During the last presidential election, then candidate Hillary Clinton was routinely subjected to demeaning treatment from MSNBC's hosts, particularly the bombastic Chris Matthews, who got away with labelling Clinton a "she-devil" by putting a question mark after it, as if he was just asking, jeez! – a denial that would have been implausible even had he not later featured an image of Clinton sporting devil horns. His colleague David Shuster also went after Clinton with impunity, once playing with a "Jabber Jaw Pen" of Clinton laughing, referring to the laugh as "the refrain of Hillary cackling". So it's fine, by MSNBC standards, to imply that Clinton's a she-devil or a bitch or a witch – as long as you just don't actually say it.

The one time Shuster was held accountable for his misogynist antics was when he accused Clinton of "pimping out" her daughter Chelsea on the campaign trail. Shuster later offered an on-air apology to Clinton, but only after Clinton's campaign staff had to call to complain and her communications director had to threaten to refuse future debates on the network – and only because there was no way Shuster and MSNBC could deny the demeaning content of what he'd said.

Schultz, like Shuster in the latter example, faced consequences only because he engaged in overt misogyny and failed to signal it covertly behind careful language. Chris Matthews was able to say that Hillary Clinton only has a career because of whom she's married to – and get away with it because he was clever enough not to use the actual word "whore".

The effective result of MSNBC's double standard is that, far from discouraging its employees from engaging in misogyny, it actually rewards them for conveying their prejudices by dogwhistle sexism. Ostensibly banning the use of rank slurs, without penalising the sentiments behind them, elides the real and serious problem of gender bias in favour of a policy that essentially reduces to "don't get caught".

The consequence of the PR-sensitive but female-insensitive MSNBC policy, which tolerates misogyny as long as it contains no undeniable slurs, is to ensure that the most insidious brand of women-hatred is broadcast on their network, via plausibly deniable wink-wink implications, objections to which can be dismissed out of hand by labelling critics as "over-reacting" and "hypersensitive", "reading into things" and "looking for stuff to get mad about" – all the usual silencing techniques wielded against feminists who challenge institutional gender bias.
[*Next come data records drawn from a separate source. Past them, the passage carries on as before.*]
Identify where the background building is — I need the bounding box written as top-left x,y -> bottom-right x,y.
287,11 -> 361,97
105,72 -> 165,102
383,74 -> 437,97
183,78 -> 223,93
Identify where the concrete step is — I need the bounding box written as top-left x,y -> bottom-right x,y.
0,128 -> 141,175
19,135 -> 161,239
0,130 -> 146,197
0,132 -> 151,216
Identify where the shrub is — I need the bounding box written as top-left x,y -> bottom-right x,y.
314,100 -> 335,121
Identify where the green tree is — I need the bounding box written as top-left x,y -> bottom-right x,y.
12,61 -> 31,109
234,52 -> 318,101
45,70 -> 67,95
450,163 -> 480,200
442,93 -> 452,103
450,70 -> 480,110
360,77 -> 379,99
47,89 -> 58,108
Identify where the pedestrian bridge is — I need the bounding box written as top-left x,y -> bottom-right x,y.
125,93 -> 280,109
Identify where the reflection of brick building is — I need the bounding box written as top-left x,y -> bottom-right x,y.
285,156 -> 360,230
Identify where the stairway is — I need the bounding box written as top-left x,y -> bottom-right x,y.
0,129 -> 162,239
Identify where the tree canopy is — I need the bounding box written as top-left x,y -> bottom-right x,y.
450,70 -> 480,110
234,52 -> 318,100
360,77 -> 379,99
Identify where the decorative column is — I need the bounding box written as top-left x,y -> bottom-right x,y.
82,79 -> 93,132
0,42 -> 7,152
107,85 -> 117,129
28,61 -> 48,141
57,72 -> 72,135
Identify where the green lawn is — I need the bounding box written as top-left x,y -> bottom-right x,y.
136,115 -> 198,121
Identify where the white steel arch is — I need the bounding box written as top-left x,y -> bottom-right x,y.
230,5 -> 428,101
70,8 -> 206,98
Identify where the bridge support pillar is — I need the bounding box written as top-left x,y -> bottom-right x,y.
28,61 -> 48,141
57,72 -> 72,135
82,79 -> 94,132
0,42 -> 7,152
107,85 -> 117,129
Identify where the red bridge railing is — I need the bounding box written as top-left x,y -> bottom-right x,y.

Thus is the "I don't see it, so you're a feminist hysteric" nature of public conversations about misogyny in media perpetuated, as if sexism cannot be objectively assessed. (Spoiler alert: it can.) Naturally, however, it is preferable for a for-profit network operating in a country where many of its potential viewers want and expect to have their misogynist opinions validated (such as that Hillary Clinton's only got a career because her husband cheated on her and people pitied her) to cultivate that system of covert misogyny and hysterical critics, rather than endeavor to jettison the sexism from its content altogether.

So MSNBC sent Schultz to his room without dinner for a week to contemplate what he did – surely hoping he will have learned his lesson: not that he ought be more compassionate, but that he ought to be more careful.